Last week's Rate the Ad. Fig Newtons didn't experience much power on the Sweet Meter, with a flagging 43/57 Good/Bad ratio — comparing the top half of the meter to the bottom half — and a very unusual midriff bulge, pulling a hefty 47% in the middle tiers of the meter, known as the So-So Zone. Popular complaints included: the mindless dis of the "sheet-wearing" ancient Greeks; the fact that the ancient Greeks were mentioned at all, which to many people screams pedophilia and little else; the fact that the athlete isn't nude, which would be more historically accurate if a little risqué; the curious toes on this discus thrower; the arguably semi-legible typography; the very notion of trying to convert a familiar cookie into an energy bar; and the client hangup concerning the inflexible name of the product. If you're having only one, it's a Fig Newton, OK, Nabisco? Now excuse us while we have a Pop-Tart. Anyway, here are the results.

5 Very Sweet 1%
4 Sweet 20%
3 Semi-Dry 22%
2 Dry 25%
1 Extra Dry 18%
0 Sour 14%

And here are some of our fave responses.

1 I'm not Greek, but I'm offended by this "guys who wore sheets." Philosophy, architecture and "sheets"? Stupid Americans.

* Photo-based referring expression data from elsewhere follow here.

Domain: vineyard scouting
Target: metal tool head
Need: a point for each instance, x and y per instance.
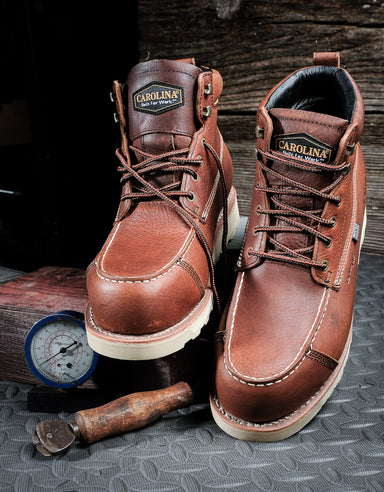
(53, 437)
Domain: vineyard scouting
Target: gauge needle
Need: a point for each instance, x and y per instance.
(61, 351)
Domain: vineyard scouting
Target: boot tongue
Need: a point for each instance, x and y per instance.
(315, 138)
(161, 105)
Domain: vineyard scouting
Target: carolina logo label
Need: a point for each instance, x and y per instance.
(305, 147)
(158, 97)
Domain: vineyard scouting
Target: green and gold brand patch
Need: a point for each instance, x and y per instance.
(158, 97)
(304, 146)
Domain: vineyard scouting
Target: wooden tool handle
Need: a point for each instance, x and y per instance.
(130, 412)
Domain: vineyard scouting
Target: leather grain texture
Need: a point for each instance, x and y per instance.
(342, 449)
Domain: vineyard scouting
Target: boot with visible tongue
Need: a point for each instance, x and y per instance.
(284, 339)
(151, 288)
(313, 137)
(161, 109)
(161, 105)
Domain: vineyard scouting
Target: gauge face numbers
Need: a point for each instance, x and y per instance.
(58, 352)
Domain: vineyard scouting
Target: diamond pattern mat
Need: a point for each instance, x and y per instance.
(342, 449)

0 Figs? These creatives should've been asking the Greeks about hemlock.

1 If you're going to talk about the benefits of a fig, why not show . . . a fig?

4 Pretty and informative. What's not to like?

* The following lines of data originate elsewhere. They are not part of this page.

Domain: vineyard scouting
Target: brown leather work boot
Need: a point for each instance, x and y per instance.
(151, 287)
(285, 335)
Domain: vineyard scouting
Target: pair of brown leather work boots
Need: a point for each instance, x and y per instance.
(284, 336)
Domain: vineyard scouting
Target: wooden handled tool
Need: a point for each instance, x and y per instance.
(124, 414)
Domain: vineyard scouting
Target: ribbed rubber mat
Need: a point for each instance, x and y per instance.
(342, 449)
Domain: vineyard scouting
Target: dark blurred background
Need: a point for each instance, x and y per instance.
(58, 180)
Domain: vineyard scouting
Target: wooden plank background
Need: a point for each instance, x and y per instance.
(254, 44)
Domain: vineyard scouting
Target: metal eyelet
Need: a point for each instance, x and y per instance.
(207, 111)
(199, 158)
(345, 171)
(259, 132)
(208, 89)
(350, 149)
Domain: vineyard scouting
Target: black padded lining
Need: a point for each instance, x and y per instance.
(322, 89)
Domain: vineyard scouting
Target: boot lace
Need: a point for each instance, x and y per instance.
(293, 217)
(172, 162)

3 Positioning is very clever; art direction is lacking.

1 Print ads that don't show the actual product as the main subject are risky. This is why.

4 Good copy. Not crazy about the illustration, but the concept makes sense.

2 It was good of them to remind me how much natural sugars a fig contains, but shouldn't that guy's toes be pointing the other way?

1 Illustration: 300-thread-count King. Concept: flannel Twin with factory irregularities.

3 I like the copy, but the visual leaves something to be desired. A nine-toed discus thrower selling Fig Newtons? No thanks.

3 "Grab a Fig Newtons"?

1 The headline's pretty clever for a writer with sheet for brains!

0 Is it a lig or a fig? Crap fonts, trite type.

0 That bunch of guys in sheets laid the foundations for Western civilization, the decline of which is surely evidenced by mouth-breathing slackers who mindlessly snarf down one Newton after another while watching daytime TV. Ads like this make me wonder if talent is even necessary anymore.

5 What a change of pace from the usual cookie ad. It sure got my attention.

4 It's a well-designed ad, but I'm still not buying that a Fig Newton is a healthy, energizing snack.

3 I guess it could've been worse — they could have gone back to Adam and Eve wearing fig leaves.

4 Fig Newtons are good for you?! Never would have guessed it, but for some reason I believe this ad. Maybe because they didn't get too serious or too technical.

2 The copy mentions endurance; since when did the discus become an endurance sport?

4 It's got stopping power; it isn't overwritten; the illustration lets the product photo scream off the page; and it drives the strategy. Nicely done.

2 I love Fig Newtons, but this ad continues the "Not just your grandma's stool softener" tradition with its Old World (read old school) imagery.

2 Looks like an ad for an insurance company.

1 That's it? That's the whole ad? It gives you energy?! So does crack.

2 "The power of the fig" is just not on. Imagine a car ad that says, "Ninety unbridled horses pushing you back into your leatherette seat."